Glasses produced from transition metal oxides like niobium oxide and tungsten oxide display electrochromism, which means that, as the electrical potential of the glass is changed, the glass lightens or darkens. Adding a thin layer of such glass to a standard silica glass window, together with a layer of electrolyte and a counter electrode, turns the window into an electrochemical cell. The potential of the glass, and therefore its tint, can then be controlled simply by applying an electric current.
‘Smart’ windows based on this principle have been built for display purposes and commercially available versions have been installed in executive conference rooms and corporate lobbies. But the electrochromism of such devices is largely confined to the visible region of the spectrum.
Delia Milliron’s group at Lawrence Berkeley National Laboratory in California and colleagues from the Institute for the Science of Materials in Spain synthesised a composite comprising indium tin oxide (ITO) nanocrystals embedded in an amorphous niobium oxide glass matrix. To achieve this, they combined ITO nanocrystals with niobium-containing ions called polyoxometalate (POM) clusters in solution and evaporated the solvent to leave a film. The POM clusters formed a covalently-bonded shell around the ITO nanocrystals, which transformed into a glass matrix when heated to 400°C. This reaction procedure is far simpler to control than traditional methods of producing nanocrystal–glass composites based on thermally-induced phase separation.
Both ITO nanocrystals and niobium oxide glass are electrochromic, but at different electrical potentials and – crucially – in different parts of the electromagnetic spectrum. When the glass has no potential applied to it, it transmits both infrared and visible radiation. Applying a small negative voltage to the glass reduces the ITO nanocrystals, and in this reduced state they absorb infrared. As the potential on the glass is made more negative, the niobium oxide matrix itself develops locally reduced states that absorb visible photons.
These two effects together produce a glass that can be adjusted between complete transparency, selective transmission of visible light, and opacity. Remarkably, the disruption to the niobium oxide bonding network created by the ITO causes the niobium oxide matrix to absorb five times as much visible light when reduced as pure niobium oxide glass.
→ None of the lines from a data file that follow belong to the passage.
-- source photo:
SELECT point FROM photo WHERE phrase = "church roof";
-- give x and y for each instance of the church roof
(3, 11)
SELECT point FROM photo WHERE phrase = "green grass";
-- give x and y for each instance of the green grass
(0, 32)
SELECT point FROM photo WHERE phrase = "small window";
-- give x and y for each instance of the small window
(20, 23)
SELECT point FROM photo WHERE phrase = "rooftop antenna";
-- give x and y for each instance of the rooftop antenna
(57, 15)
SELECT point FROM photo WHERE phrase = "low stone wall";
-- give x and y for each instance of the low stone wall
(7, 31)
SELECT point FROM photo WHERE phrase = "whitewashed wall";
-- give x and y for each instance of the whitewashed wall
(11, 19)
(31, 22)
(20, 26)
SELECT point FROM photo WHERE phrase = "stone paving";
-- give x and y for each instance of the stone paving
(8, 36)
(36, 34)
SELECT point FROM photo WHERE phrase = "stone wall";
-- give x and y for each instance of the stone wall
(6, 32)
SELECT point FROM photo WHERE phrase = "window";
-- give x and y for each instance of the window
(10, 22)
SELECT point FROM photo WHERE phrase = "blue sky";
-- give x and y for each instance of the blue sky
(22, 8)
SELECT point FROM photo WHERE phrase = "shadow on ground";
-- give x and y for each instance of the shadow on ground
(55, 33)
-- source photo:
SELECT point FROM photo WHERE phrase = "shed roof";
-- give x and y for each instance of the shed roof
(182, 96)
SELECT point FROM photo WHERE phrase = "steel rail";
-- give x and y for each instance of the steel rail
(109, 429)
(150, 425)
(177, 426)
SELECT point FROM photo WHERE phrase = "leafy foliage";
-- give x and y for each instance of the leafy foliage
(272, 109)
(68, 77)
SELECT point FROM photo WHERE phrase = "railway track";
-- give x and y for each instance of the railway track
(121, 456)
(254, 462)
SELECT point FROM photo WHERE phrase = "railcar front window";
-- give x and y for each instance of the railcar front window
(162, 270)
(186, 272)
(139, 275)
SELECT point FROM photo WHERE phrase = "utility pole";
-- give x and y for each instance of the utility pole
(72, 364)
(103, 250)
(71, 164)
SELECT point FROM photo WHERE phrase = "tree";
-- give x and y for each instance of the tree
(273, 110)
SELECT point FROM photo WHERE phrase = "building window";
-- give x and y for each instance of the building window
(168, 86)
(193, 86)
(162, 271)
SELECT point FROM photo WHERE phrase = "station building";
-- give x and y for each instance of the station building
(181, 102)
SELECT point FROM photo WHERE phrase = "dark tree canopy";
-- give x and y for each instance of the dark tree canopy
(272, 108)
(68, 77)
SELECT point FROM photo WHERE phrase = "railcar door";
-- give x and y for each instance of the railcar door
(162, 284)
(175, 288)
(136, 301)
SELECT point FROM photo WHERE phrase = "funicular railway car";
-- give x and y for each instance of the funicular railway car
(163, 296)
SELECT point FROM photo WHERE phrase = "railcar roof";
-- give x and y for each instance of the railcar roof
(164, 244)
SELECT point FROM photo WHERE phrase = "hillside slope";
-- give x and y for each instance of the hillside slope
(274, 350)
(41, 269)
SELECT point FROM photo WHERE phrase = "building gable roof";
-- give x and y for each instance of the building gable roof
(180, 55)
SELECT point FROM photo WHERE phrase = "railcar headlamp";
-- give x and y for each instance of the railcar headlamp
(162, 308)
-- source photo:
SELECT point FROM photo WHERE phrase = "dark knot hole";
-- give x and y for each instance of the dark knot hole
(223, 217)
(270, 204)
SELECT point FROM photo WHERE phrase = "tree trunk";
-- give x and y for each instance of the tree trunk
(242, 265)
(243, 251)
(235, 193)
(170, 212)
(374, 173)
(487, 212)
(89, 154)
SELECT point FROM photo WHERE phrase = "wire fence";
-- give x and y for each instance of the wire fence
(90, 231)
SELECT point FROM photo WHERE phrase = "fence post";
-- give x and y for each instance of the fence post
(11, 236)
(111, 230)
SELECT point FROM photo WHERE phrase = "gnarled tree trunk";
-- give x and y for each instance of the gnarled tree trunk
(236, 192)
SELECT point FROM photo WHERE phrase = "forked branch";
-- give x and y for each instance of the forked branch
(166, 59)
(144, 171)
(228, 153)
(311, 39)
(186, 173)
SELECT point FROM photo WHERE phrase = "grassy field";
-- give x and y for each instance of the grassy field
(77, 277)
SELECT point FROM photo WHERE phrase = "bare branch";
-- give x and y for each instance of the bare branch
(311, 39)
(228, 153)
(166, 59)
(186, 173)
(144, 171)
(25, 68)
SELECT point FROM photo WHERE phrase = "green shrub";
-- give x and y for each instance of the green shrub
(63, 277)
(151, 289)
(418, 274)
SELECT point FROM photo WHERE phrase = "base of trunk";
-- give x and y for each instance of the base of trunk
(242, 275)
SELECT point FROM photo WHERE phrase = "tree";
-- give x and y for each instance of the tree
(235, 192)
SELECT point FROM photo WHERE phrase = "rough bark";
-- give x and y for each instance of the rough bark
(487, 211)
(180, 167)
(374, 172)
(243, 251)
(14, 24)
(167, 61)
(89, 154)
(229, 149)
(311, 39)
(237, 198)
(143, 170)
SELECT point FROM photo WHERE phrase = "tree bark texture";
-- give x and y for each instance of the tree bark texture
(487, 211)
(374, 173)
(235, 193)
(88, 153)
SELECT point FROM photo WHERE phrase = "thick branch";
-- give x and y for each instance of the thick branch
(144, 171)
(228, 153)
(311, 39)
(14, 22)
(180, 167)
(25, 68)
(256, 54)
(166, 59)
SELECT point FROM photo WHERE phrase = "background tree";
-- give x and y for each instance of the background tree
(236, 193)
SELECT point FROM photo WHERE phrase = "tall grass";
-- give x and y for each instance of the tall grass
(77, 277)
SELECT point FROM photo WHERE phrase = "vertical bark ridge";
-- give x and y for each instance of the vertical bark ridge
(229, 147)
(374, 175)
Milliron acknowledges that the work is ‘an initial demonstration of the concept’. Currently, the electrochromic glass has a liquid electrolyte and a metallic lithium counter electrode, neither of which would be practicable in a window. ‘Integrating our active glass with a solid electrolyte and a transparent counter electrode, suitable for a real window prototype, is the subject of our current research,’ she says. They are also exploring alternative nanocrystals to ITO in an effort to improve the infrared filtration and bring down the cost. Milliron hopes it could eventually add as little as 10–15% to the cost of the window.
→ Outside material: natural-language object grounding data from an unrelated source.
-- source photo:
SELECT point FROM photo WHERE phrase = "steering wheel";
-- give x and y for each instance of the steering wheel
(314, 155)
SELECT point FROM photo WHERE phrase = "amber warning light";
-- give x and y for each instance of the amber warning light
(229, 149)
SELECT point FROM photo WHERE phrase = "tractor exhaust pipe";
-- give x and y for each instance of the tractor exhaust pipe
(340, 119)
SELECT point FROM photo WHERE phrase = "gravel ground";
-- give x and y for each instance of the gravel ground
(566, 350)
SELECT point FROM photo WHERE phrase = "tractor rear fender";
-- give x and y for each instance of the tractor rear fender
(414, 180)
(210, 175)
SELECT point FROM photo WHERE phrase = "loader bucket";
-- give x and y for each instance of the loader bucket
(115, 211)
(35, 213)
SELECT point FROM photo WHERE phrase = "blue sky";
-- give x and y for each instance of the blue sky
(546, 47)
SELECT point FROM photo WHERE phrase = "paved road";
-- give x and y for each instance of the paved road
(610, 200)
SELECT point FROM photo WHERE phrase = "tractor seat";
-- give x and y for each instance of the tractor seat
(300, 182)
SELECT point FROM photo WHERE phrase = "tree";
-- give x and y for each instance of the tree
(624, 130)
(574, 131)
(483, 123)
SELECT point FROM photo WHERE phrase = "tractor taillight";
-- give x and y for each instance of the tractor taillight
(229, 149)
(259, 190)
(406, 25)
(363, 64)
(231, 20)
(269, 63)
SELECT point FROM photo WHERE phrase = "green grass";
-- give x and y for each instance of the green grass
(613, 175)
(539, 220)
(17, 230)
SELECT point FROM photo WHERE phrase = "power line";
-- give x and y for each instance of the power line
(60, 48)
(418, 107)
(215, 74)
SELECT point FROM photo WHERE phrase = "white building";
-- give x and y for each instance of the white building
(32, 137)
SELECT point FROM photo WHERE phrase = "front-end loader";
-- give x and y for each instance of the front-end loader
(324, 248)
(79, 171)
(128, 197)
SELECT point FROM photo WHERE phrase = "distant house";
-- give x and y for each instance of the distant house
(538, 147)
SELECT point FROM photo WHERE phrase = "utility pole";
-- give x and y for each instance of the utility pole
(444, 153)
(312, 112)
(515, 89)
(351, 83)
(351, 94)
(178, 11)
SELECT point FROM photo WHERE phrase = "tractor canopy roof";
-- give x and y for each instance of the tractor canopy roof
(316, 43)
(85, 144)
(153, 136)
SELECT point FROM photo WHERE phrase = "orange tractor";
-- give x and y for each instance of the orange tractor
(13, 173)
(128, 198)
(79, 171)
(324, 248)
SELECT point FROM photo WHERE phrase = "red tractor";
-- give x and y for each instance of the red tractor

Claes-Göran Granqvist an expert on smart windows at Uppsala University in Sweden is impressed. ‘The fact that one can use these nanoparticles of indium oxide for blocking the infrared is a new idea that Delia has developed,’ he says. ‘In this paper, the group take it one stage further and use also the electrochromism of the embedding material.’ He cautions, however, that 50% of solar energy lies in the visible spectrum, and you could never block this heat without darkening the window.